Audit firms have to decide whether to sign off an organisation’s accounts with a statement that it is a “going concern” – able to meet its obligations over the following 12 months – and Buckingham’s 2019 accounts were approved on that basis.

But if there are “material uncertainties” that put significant doubt on an organisation’s ability to continue as a going concern in the longer term, auditors are required to check that accounts disclose these uncertainties.

The Buckingham accounts also stated that the Charity Commission asked questions of the university in 2020 “related mostly to the joint venture around the Crewe campus, as well as a small number of other governance and management issues”.

The university undertook its own “investigative work” that found a “former senior staff officer having placed themselves in a position of conflict of interest with that of the university”.

Plus, it found “significant and previously unidentified VAT liabilities dating back to late 2017 and early 2018 within Medical Property Management Limited” – the university subsidiary to be “licensed to support podiatry teaching” at the Crewe campus.

The investigation also found “insufficient engagement by the governing body as a whole in decision-making on strategic level issues”.

On the Crewe campus, the trustees’ report on the financial statements says that starting academic provision there, “especially in context of the Covid lockdown, proved challenging”. The trustees add: “Our medical school provision at Crewe is now working well, with strong student recruitment, and we are exploring commencing podiatry plus other allied health sciences provision at Crewe in future.”

The 2019 accounts also include an “onerous lease provision of £6.4 million” on the Crewe campus, “as the expected net revenues to the university from all relevant activities at Crewe is materially less than the operating lease costs over the lease period”.

In total, the Buckingham group recorded a deficit of £17.5 million in 2019, compared with a £6.4 million surplus in 2018.

The 2019 financial statements also showed that the Office for Students, the English regulator, wrote to the university “to give a provisional decision that they would impose a regulatory penalty of £119,000 for the period up to September 2021 due to the late submission of financial statements”.

The OfS was yet to make a financial decision, while “additional penalties for periods beyond September 2021 are possible”, the financial statements added.

The Buckingham spokeswoman said: “The University of Buckingham is a going concern [and] is in a very sound financial position.
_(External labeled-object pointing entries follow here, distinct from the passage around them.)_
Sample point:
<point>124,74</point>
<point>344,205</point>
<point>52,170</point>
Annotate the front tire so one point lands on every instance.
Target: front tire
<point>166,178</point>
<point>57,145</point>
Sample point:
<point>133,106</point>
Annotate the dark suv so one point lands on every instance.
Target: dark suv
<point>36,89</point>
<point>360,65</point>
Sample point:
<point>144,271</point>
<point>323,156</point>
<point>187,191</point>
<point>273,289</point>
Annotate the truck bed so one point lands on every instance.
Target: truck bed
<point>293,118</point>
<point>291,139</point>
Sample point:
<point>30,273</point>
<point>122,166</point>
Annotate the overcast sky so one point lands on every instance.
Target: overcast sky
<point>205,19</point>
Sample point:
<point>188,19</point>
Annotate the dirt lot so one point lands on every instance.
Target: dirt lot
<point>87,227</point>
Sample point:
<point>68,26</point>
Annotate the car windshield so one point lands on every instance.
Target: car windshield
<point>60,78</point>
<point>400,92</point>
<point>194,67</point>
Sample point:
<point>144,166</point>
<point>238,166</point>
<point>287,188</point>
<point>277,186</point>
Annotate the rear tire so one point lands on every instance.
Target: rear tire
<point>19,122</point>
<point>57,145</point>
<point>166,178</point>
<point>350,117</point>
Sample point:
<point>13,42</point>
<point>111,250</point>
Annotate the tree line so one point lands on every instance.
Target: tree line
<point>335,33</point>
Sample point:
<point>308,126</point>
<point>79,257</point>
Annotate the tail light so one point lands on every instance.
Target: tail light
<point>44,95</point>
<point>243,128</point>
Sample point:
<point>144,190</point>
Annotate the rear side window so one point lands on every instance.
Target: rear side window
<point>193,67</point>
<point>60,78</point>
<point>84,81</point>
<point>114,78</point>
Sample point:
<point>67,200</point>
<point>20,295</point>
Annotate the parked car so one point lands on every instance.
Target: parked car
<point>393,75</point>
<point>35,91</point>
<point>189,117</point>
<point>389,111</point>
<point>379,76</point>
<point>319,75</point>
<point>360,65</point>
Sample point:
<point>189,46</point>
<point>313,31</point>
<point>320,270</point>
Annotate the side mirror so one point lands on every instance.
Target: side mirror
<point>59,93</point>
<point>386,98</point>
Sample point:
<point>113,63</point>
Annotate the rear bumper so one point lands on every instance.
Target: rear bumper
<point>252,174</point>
The financial statements just published are historical, dating back to 2019 and earlier. They reflect substantial investment in the new campus in Crewe.

“Financial returns after 2019 show a healthy financial position. In fact, student numbers were up 8 per cent in September 2021 compared with the previous year, which was especially pleasing given the sector was still being impacted by lockdown.”

The spokeswoman added: “Part of the reason for the delay in submitting the return has been due to Covid and lockdowns. Also, a very thorough investigation of our financial and governance processes uncovered that there were some issues over three years ago prior to the new administration taking over. These have now all been fully dealt with.”